How to Use Conditional XPath Functions#

Match Elements with Specific Text#

Sometimes you can't use attributes to easily target elements. A calendar is a good example of this. Let's imagine we want to select the first day of a given month:

HTML
<div class="calendar">
  <div class="previous">&lt;<div>
  <div class="month">
    June 2023
  </div>
  <div class="next">&gt;<div>

  <ul class="weekdays">
    <li>Mo</li>
    <li>Tu</li>
    <li>We</li>
    <li>Th</li>
    <li>Fr</li>
    <li>Sa</li>
    <li>Su</li>
  </ul>

  <ul class="dates">
    <li class="previous_month">29</li>
    <li class="previous_month">30</li>
    <li class="previous_month">31</li>
    <li>1</li>
    <li>2</li>
    <li class="today">3</li>
    <li>4</li>
    ...
    <li>29</li>
    <li>30</li>
    <li class="next_month">1</li>
    <li class="next_month">2</li>
  </ul>
</div>

We can locate June 1 by using by indexing <li>1</li> as the fourth date element: //ul[@class='dates']/li[4]. But what happens in July, August, etc. when the first day of the month isn't a Thursday?

Let's instead use a conditional function for XPath:

//ul[@class='dates']/li[text()='1']

The …/li[text()='1'] part will return the first exact text match of 1 (and ignore any later matches).

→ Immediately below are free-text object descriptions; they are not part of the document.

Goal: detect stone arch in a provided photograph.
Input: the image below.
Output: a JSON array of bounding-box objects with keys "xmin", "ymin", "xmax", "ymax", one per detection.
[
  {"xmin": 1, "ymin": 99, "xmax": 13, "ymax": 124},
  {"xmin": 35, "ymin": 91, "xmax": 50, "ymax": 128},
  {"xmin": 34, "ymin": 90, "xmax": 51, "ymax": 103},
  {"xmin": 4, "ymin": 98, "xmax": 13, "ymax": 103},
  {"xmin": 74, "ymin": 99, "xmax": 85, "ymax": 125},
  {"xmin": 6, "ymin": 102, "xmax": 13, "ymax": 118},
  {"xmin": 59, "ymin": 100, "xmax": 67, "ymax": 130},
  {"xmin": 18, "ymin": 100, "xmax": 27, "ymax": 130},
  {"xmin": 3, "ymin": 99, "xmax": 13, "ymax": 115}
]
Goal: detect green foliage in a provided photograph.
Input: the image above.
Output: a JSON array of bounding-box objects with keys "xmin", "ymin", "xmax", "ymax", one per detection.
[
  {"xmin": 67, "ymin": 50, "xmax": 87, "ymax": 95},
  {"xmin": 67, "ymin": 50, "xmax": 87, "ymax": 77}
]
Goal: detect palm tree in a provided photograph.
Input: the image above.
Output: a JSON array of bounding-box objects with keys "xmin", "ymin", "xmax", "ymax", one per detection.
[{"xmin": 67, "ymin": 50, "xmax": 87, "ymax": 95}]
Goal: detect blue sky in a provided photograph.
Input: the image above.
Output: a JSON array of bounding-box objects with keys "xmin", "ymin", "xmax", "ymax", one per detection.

If you want to select other dates, why not create a function in Python that dynamically generates the XPath expression for you?

Python
def get_xpath_for_calendar_date(date: int) -> str:
    return f"//ul[@class='dates']/li[text()='{date}']"

Tip

While the …/li[text()='1'] method locates the first exact match of 1, it's sometimes favourable to locate the first non-exact match with either the …/li[contains(text(), '1')] or …/li[normalize-space()='1'] methods as they handle eventual white space more graceful. Despite the differences, all of these conditional methods would yield the correct answer in the calendar case.

Learn more pattern matching techniques for text or tips for node selection in the XPath cheatsheets section.

Example#

All in all, how to apply this for web scraping and browser automation using Browserist:

Python
from browserist import Browser

def get_xpath_for_calendar_date(date: int) -> str:
    return f"//ul[@class='dates']/li[text()='{date}']"

with Browser() as browser:
    browser.open.url("https://example.com")
    browser.click.button("//xpath/to/open/calendar")
    xpath_for_date = get_xpath_for_calendar_date(12)
    browser.click.button(xpath_for_date)